The following editorial originally appeared in the St. Louis Post-Dispatch:
A gaping question remains to be answered following the House Ways and Means Committee’s decision to release Donald Trump’s tax returns: Why did the Internal Revenue Service fail to audit Trump’s taxes during the first two years of his presidency, as required by law? There’s a growing mountain of circumstantial evidence suggesting that Trump used political pressure and strategic appointments of loyalists to block IRS auditors from doing their job.
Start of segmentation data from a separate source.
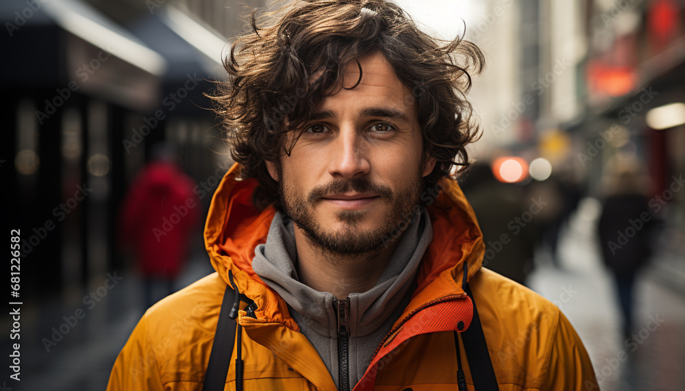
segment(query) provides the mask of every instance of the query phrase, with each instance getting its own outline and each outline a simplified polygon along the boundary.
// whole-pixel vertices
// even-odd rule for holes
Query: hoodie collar
[[[234,164],[214,192],[205,225],[205,247],[214,270],[227,283],[232,270],[238,290],[254,301],[256,323],[281,323],[299,331],[286,302],[252,268],[255,249],[266,243],[276,210],[256,208],[251,196],[257,181],[239,180],[239,165]],[[443,178],[422,199],[429,204],[433,239],[421,260],[418,288],[406,313],[437,298],[462,294],[464,261],[470,279],[480,268],[484,253],[475,214],[456,181]]]

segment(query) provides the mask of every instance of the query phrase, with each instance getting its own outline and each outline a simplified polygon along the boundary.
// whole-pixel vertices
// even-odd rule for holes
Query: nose
[[[369,173],[368,149],[362,136],[351,127],[341,128],[330,145],[328,172],[333,177],[351,179]]]

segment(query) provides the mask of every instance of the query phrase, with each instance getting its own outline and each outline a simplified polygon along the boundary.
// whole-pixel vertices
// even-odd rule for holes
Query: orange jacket
[[[252,270],[255,247],[265,242],[275,210],[251,205],[256,182],[236,181],[237,171],[234,165],[219,184],[205,227],[216,273],[145,313],[116,358],[108,390],[201,390],[229,270],[257,305],[256,318],[241,310],[237,319],[244,390],[336,390],[285,301]],[[473,211],[456,181],[441,184],[444,191],[427,207],[434,238],[418,288],[353,391],[456,389],[453,330],[468,328],[473,314],[461,288],[464,262],[500,390],[598,389],[587,353],[559,309],[481,267],[484,246]],[[460,352],[473,390],[463,344]],[[234,349],[225,390],[235,390],[236,355]]]

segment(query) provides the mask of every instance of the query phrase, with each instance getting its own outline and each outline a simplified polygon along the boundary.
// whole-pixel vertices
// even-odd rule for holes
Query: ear
[[[433,171],[433,168],[435,168],[435,164],[437,160],[435,160],[435,157],[433,157],[432,156],[429,157],[426,160],[425,167],[423,168],[423,173],[422,175],[425,177],[428,174],[431,173],[431,172]]]
[[[271,178],[277,182],[278,172],[276,170],[276,164],[273,162],[269,162],[269,160],[266,160],[265,163],[266,164],[266,170],[269,171],[269,175],[271,175]]]

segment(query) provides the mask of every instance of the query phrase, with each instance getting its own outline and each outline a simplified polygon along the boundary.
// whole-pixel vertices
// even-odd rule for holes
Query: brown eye
[[[320,123],[312,125],[312,126],[308,127],[306,130],[305,130],[305,131],[309,133],[323,133],[325,131],[326,131],[326,127]]]
[[[370,130],[375,131],[388,131],[388,130],[393,130],[393,127],[387,123],[379,122],[370,128]]]

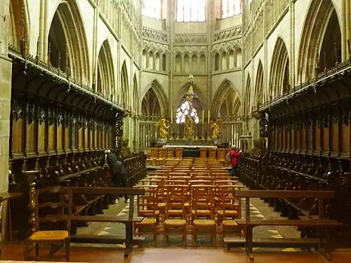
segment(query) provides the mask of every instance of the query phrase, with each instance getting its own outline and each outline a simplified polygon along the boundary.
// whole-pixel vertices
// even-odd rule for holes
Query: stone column
[[[0,192],[8,190],[12,62],[8,57],[9,0],[0,1]]]

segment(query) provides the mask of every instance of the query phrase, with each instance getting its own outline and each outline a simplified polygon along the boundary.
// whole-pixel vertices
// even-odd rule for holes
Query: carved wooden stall
[[[351,66],[339,64],[261,108],[269,114],[268,149],[243,157],[241,178],[252,189],[334,190],[325,207],[345,224],[333,233],[338,247],[351,245]],[[266,200],[282,216],[314,216],[317,201]],[[315,229],[300,227],[301,236]]]
[[[110,185],[104,151],[121,153],[124,109],[71,77],[69,70],[63,72],[15,47],[10,47],[9,56],[13,61],[9,191]],[[145,160],[143,153],[124,159],[131,185],[145,176]],[[25,196],[12,204],[15,238],[24,238],[29,227],[29,194]],[[101,213],[112,199],[76,194],[74,212]]]

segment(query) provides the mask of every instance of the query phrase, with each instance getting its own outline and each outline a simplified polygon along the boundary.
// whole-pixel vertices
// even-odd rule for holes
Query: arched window
[[[241,13],[241,0],[222,0],[222,18],[227,18]]]
[[[206,0],[178,0],[177,22],[203,22],[206,17]]]
[[[185,122],[185,116],[189,114],[190,112],[190,103],[189,102],[185,101],[183,104],[178,108],[177,114],[176,116],[176,122],[177,123],[184,123]],[[190,116],[194,118],[195,123],[199,123],[199,116],[197,115],[197,112],[195,108],[192,108]]]
[[[143,15],[150,18],[161,19],[161,0],[143,0]]]

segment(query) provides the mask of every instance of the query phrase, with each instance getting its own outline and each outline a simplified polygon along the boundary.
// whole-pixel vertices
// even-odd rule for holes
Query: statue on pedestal
[[[166,120],[166,119],[162,119],[158,123],[155,123],[155,126],[159,128],[159,134],[161,141],[166,142],[168,136],[168,132],[167,130],[169,128],[169,121]]]
[[[210,125],[210,127],[212,129],[212,140],[215,144],[220,144],[220,129],[223,126],[223,123],[220,119],[217,119],[215,121],[211,121]]]
[[[185,137],[194,139],[194,119],[189,115],[185,116]]]

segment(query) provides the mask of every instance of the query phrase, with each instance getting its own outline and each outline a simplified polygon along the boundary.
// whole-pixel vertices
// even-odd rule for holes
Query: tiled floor
[[[136,197],[135,197],[136,198]],[[243,217],[245,217],[245,199],[242,199],[242,213],[241,215]],[[137,205],[135,200],[135,205],[134,206],[134,213],[137,214]],[[105,211],[105,215],[128,215],[129,212],[129,203],[126,203],[124,199],[121,199],[118,203],[110,205],[110,208]],[[251,202],[250,203],[250,215],[251,218],[258,218],[265,220],[265,218],[272,217],[279,217],[280,213],[275,213],[273,211],[272,208],[269,208],[268,204],[264,203],[263,201],[258,198],[251,198]],[[125,228],[124,225],[122,224],[116,223],[91,223],[88,227],[79,228],[79,234],[95,234],[95,235],[107,235],[107,236],[124,236]],[[258,227],[254,229],[253,236],[257,238],[296,238],[300,236],[300,234],[296,230],[296,227],[267,227],[262,226]],[[209,238],[201,238],[199,237],[199,243],[203,246],[203,248],[208,248],[208,242],[206,242],[206,240]],[[188,235],[188,243],[191,243],[191,235]],[[151,242],[152,240],[152,236],[147,236],[147,240],[145,243],[146,247],[152,247],[154,245]],[[170,237],[170,242],[171,246],[180,246],[181,245],[180,243],[180,237],[173,238]],[[222,247],[223,244],[220,242],[220,236],[219,237],[220,242],[219,247]],[[162,246],[162,235],[161,234],[159,235],[157,246]],[[84,244],[79,244],[79,245],[85,245]],[[119,245],[123,247],[124,245]],[[199,246],[201,248],[201,246]],[[263,250],[263,248],[256,248],[255,250]],[[267,249],[265,249],[267,250]],[[277,250],[275,249],[274,250]],[[280,250],[284,251],[294,252],[296,251],[296,249],[287,248],[286,249]]]

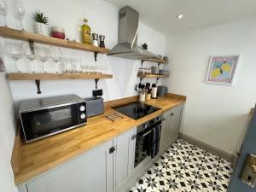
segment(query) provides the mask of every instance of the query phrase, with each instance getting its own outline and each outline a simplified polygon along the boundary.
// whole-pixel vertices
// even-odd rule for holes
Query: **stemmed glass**
[[[7,26],[7,21],[6,21],[7,5],[5,0],[0,0],[0,14],[3,20],[3,26]]]
[[[69,59],[67,58],[62,60],[62,71],[63,73],[68,73],[70,72]]]
[[[15,61],[16,68],[18,73],[20,73],[20,70],[18,66],[18,61],[23,55],[22,45],[20,43],[14,43],[14,42],[6,42],[5,45],[5,53],[11,58]]]
[[[49,47],[38,46],[38,58],[43,61],[43,73],[47,73],[46,61],[49,59]]]
[[[15,0],[15,3],[16,3],[16,9],[17,9],[17,14],[18,14],[18,17],[20,22],[20,27],[21,30],[24,30],[24,26],[23,26],[23,18],[24,18],[24,15],[25,15],[25,9],[24,7],[22,5],[22,2],[21,0]]]
[[[33,47],[31,47],[33,46]],[[22,43],[22,48],[24,50],[24,54],[26,56],[27,59],[30,60],[30,63],[31,63],[31,68],[32,68],[32,73],[35,73],[35,68],[34,68],[34,65],[33,65],[33,61],[35,59],[37,59],[38,55],[38,49],[37,47],[33,44],[33,45],[30,45],[28,43]]]
[[[61,60],[62,52],[59,47],[50,47],[49,53],[51,59],[55,62],[56,73],[59,73],[59,61]]]

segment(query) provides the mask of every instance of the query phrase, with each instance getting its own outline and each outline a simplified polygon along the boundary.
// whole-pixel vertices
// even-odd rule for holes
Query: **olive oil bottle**
[[[90,38],[90,27],[88,26],[88,20],[84,19],[84,25],[82,26],[82,39],[83,44],[91,44],[91,38]]]

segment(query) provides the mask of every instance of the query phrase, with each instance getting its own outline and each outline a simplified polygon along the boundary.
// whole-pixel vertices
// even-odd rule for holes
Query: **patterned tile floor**
[[[232,165],[178,139],[130,192],[226,191]]]

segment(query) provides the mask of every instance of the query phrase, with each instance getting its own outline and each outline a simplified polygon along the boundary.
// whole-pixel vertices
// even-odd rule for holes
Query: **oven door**
[[[78,105],[67,105],[20,113],[26,143],[32,142],[79,124]]]

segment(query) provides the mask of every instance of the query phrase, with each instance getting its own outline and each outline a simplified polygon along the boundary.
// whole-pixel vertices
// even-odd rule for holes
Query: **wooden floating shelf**
[[[142,60],[142,62],[143,63],[143,61],[150,61],[150,62],[156,62],[158,64],[167,64],[168,61],[165,61],[165,60],[160,60],[160,59],[143,59]]]
[[[41,73],[9,73],[10,80],[34,80],[38,88],[38,94],[41,94],[40,81],[41,80],[61,80],[61,79],[94,79],[95,89],[98,89],[98,81],[101,79],[113,79],[111,74],[41,74]]]
[[[38,44],[65,47],[65,48],[69,48],[73,49],[85,50],[85,51],[90,51],[94,53],[108,54],[109,52],[109,49],[106,48],[96,47],[90,44],[84,44],[81,43],[63,40],[63,39],[47,37],[44,35],[38,35],[36,33],[21,31],[21,30],[11,29],[4,26],[0,26],[0,36],[8,38],[30,41],[30,42],[34,42]]]
[[[9,73],[10,80],[57,80],[57,79],[113,79],[111,74],[49,74],[49,73]]]
[[[137,74],[138,78],[168,78],[169,75]]]

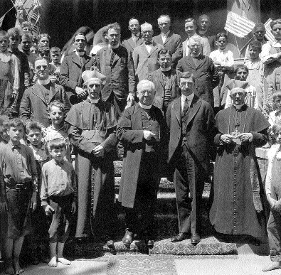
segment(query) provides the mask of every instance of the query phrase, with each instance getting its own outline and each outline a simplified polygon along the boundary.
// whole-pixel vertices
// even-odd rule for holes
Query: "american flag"
[[[14,6],[23,12],[18,13],[19,23],[29,21],[33,24],[32,33],[38,35],[41,31],[41,6],[39,0],[16,0]]]
[[[245,17],[229,11],[224,29],[235,36],[243,38],[254,28],[255,23]]]

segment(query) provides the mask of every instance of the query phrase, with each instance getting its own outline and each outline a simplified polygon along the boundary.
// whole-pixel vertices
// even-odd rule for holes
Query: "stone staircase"
[[[115,193],[117,198],[122,172],[122,162],[115,162]],[[83,258],[99,258],[112,254],[171,254],[171,255],[233,255],[237,254],[235,243],[219,241],[214,236],[213,230],[208,220],[211,183],[205,184],[203,194],[203,215],[201,242],[193,246],[190,239],[179,243],[171,242],[171,237],[178,233],[178,220],[176,198],[173,183],[166,178],[161,179],[158,192],[157,207],[155,215],[155,230],[157,238],[152,249],[149,249],[144,241],[134,240],[130,247],[127,247],[122,242],[125,228],[124,213],[120,204],[117,202],[118,224],[116,227],[117,237],[115,247],[108,248],[105,243],[90,242],[86,244],[77,244],[70,241],[65,246],[65,252],[69,256]]]

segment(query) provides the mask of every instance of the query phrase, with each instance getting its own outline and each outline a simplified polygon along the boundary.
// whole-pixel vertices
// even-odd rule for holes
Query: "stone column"
[[[241,16],[246,17],[253,22],[260,22],[260,0],[228,0],[227,10],[233,11]],[[228,40],[235,45],[238,45],[239,49],[242,49],[253,36],[250,33],[245,38],[240,38],[232,33],[228,33]],[[236,38],[236,39],[235,39]],[[237,41],[237,43],[236,43]],[[245,47],[242,51],[240,58],[245,54]],[[235,59],[239,59],[239,56],[235,56]]]

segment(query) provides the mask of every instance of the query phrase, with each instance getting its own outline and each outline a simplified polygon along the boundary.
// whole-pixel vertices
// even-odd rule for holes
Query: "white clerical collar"
[[[40,84],[41,85],[46,85],[50,83],[50,80],[37,80],[37,82],[38,82],[38,84]]]
[[[142,109],[151,109],[152,104],[151,104],[151,105],[144,105],[143,104],[142,104],[141,102],[139,102],[139,106],[140,106]]]
[[[190,102],[193,100],[193,97],[194,97],[193,92],[189,95],[187,95],[187,96],[181,94],[181,101],[182,102],[185,102],[186,99],[187,99],[187,100]]]
[[[76,55],[78,56],[83,56],[85,54],[84,50],[83,50],[82,52],[78,52],[76,49],[74,49],[73,52],[75,52]]]
[[[171,66],[169,68],[160,68],[162,72],[169,72],[171,70]]]
[[[233,106],[234,106],[238,110],[240,110],[240,109],[242,108],[242,106],[243,106],[243,105],[244,105],[244,103],[243,103],[243,104],[241,104],[240,105],[236,105],[236,104],[233,104]]]
[[[162,36],[162,37],[168,37],[169,33],[170,33],[170,31],[168,31],[166,33],[161,33],[161,35]]]
[[[117,45],[108,45],[108,48],[111,48],[112,49],[117,49],[118,47],[120,47],[120,43],[118,43]]]

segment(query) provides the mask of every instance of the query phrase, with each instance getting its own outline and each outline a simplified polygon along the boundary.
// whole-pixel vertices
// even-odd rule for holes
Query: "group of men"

If that’s the case, it would hardly be surprising, given Trump’s track record. But it would mean that someone, somewhere, violated the law, possibly at Trump’s behest. Either way, the matter requires further investigation — a dubious prospect by the House as it transitions from Democratic to Republican control.
The most probable choice for the next House speaker, Trump loyalist Kevin McCarthy, is on record as having repeatedly railed against beefed-up IRS staffing, portraying the agency in evil-versus-good terms. It’s as if he thinks it’s a crime for the agency to pursue Americans who evade paying the taxes they owe. McCarthy falsely asserts there’s a Democrat plot to deploy a “new army of 87,000 IRS agents” to target Americans with incomes of less than $75,000.
The ones who are most abusing the law are the nation’s richest — people like Trump — whose tax-skirting exploits have robbed the national treasury of an estimated $7 trillion over the past decade, according to The New York Times.